There’s another word that repeatedly pops up this season—“haunting”—that explains the turmoil some of the characters are going through. Carmy is haunted by his past experiences in the kitchen and at home and by how he left things with Claire. For Natalie, it’s the fear that the trauma she endured growing up will be passed on to her child. For Marcus, it’s the sorrow that his recently deceased mother, who was the reason he fell in love with cooking, never got the opportunity to experience (and taste) what they’ve built at The Bear. But the very thing the characters are striving toward building is also what can heal them. As one of Carmy’s nontoxic mentors from the past tells him: “We cook to nurture people.”

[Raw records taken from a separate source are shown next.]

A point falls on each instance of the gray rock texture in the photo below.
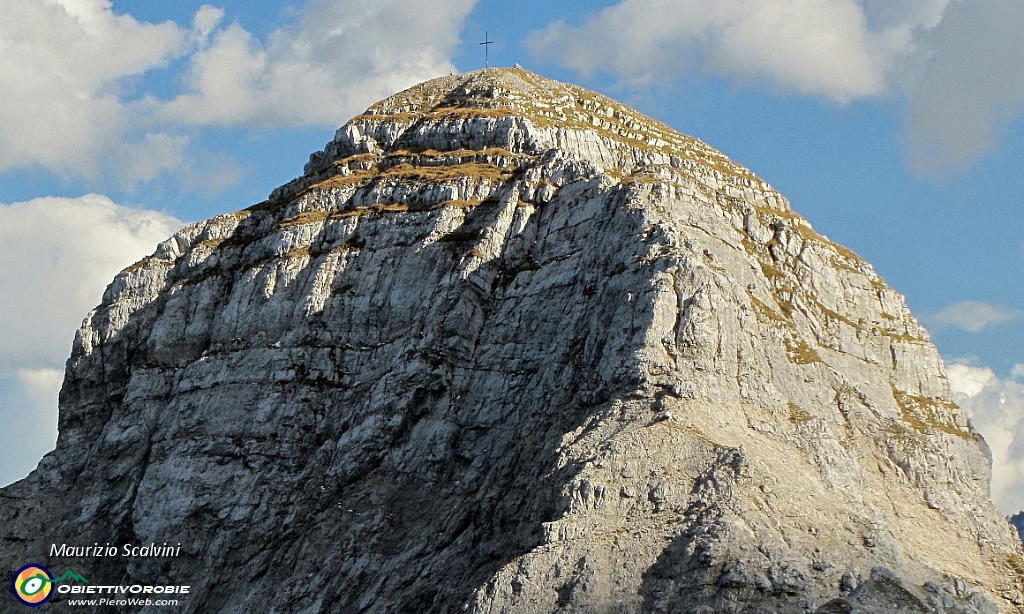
(509, 347)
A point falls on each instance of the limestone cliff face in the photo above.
(510, 347)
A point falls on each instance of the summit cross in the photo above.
(486, 45)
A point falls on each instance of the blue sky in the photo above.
(895, 127)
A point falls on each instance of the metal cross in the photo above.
(486, 45)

That, for me, is the key ingredient that makes The Bear so irresistible. In spite of all the anxiety-inducing moments in the kitchen or the self-destructive tendencies of certain characters, this is a series with a deep well of empathy for its ensemble. (That does not make The Bear a love story, though.) And from a technical standpoint, this is a show that, like its eponymous restaurant, is executed with impeccable craftsmanship. The Bear has always excelled at montage making, but Season 3 takes things to another level, highlighted by a sequence breathlessly covering the first month of service—the various dishes prepared in the kitchen, the customer work at the front of house, the number crunching behind the scenes—that spans nearly an entire episode. It’s the best montage work I’ve seen since Better Call Saul, which, if you know me, is just about the highest praise a show can get.

Since it’s already been announced that The Bear shot its third and fourth seasons back-to-back, it’s perhaps unsurprising that everything builds to an ellipsis that leaves the restaurant’s future up in the air. But for all the potential doom and gloom, I expect The Bear to ultimately follow in the footsteps of Ted Lasso, putting its characters through a series of hardships so that they come out the other side as better people. What does that look like for Carmy, someone whose sense of self is still completely tied to his work, and what would happen if he loses everything he’s built? Does Syd need to forge her own path to realize her full potential, or can she make this (platonic) partnership work? The fact that I’m eagerly craving these answers speaks to how The Bear has crafted an enduring recipe for success.